Minor resistance for the currency pair sits between the minor psychological $1.00 mark and the one-month downtrend line at $1.0018. From a medium-term technical perspective, the cross remains bearish while it stays below its late August high at $1.0089. Intraday minor resistance can be spotted at Friday’s $0.9945 low.
GBP/USD drops towards Covid low
GBP/USD is in free fall as Gazprom indefinitely cut off gas supplies through the Nordstream 1 pipeline to Europe on Friday, citing an oil leak in a turbine, hours after G7 leaders agreed to impose a price cap on Russian oil.
Even though the UK only imports about 4% of its gas from Russia, it still has to purchase its gas on the international market. With the European gas futures benchmark TTF surging by nearly 30% on Monday, the British pound has also been detrimentally affected by the deepening energy crisis, pushing it lower, especially against the US dollar which once more acts as a safe haven.

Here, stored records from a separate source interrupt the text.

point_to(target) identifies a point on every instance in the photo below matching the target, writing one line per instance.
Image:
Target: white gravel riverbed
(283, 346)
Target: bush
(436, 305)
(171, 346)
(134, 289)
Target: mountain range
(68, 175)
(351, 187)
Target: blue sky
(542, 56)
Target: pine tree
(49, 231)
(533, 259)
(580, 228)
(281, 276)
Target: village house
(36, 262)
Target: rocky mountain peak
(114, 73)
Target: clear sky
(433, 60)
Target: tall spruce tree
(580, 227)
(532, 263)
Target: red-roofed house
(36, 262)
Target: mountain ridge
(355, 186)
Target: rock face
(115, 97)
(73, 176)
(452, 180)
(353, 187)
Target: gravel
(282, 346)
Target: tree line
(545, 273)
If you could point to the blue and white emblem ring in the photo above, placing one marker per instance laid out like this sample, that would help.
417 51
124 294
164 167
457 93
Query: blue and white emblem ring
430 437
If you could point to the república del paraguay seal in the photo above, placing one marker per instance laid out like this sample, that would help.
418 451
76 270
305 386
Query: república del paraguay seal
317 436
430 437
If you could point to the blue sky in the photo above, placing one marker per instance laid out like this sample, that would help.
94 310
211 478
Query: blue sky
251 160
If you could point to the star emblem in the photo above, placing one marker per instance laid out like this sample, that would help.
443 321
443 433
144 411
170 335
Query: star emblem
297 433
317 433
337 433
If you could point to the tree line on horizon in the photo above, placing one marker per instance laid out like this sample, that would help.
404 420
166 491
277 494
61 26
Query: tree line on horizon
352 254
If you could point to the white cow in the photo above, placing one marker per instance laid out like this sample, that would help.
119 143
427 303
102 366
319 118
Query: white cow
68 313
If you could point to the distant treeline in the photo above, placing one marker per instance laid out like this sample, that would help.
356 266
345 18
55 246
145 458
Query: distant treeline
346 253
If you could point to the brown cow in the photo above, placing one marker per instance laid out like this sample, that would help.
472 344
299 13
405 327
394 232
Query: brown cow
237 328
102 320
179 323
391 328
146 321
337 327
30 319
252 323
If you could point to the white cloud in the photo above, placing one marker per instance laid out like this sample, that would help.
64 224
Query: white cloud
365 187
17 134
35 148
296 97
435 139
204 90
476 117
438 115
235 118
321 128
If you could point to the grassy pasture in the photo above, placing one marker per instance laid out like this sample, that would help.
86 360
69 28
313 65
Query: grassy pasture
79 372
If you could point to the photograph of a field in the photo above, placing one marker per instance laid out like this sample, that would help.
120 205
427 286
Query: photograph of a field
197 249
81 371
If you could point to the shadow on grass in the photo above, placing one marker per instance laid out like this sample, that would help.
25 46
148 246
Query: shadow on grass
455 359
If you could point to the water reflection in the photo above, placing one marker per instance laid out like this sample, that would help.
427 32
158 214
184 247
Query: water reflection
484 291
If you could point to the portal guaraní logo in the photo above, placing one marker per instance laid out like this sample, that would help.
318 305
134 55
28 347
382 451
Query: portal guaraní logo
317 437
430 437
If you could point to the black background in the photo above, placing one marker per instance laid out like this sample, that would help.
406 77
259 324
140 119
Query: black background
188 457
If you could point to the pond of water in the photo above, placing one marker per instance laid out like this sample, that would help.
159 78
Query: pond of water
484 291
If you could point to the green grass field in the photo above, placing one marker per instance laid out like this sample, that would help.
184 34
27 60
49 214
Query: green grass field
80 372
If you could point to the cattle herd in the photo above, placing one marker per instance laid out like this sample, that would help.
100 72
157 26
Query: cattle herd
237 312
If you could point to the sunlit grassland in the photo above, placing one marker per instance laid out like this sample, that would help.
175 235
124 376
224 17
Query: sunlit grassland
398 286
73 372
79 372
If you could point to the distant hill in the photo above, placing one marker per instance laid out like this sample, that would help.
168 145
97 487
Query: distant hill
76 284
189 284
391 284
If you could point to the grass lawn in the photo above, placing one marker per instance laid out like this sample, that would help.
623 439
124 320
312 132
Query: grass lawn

The cross has accelerated its descent from its June 2021 peak at $1.4249 and is now within reach of its March 2020 Covid-19 low at $1.1412, a near 20% drop. It has been trading in a downtrend channel for the past month, the upper resistance line of which comes in at $1.1692.
AUD/USD continues its slide ahead of RBA meeting
AUD/USD's descent from its $0.7136 mid-August high is ongoing with the cross heading towards the $0.6682 July trough while investors look ahead to Tuesday’s Reserve Bank of Australia (RBA) meeting for which a 50-basis point (bps) rate hike to 2.35% is priced in.
A drop and daily chart close below the current September low at $0.6772 would engage the early July low at $0.6762 below which sits the July low at $0.6682.
Technically speaking as long as the currency pair remains below Friday’s high at $0.6855, a downside bias remains in play.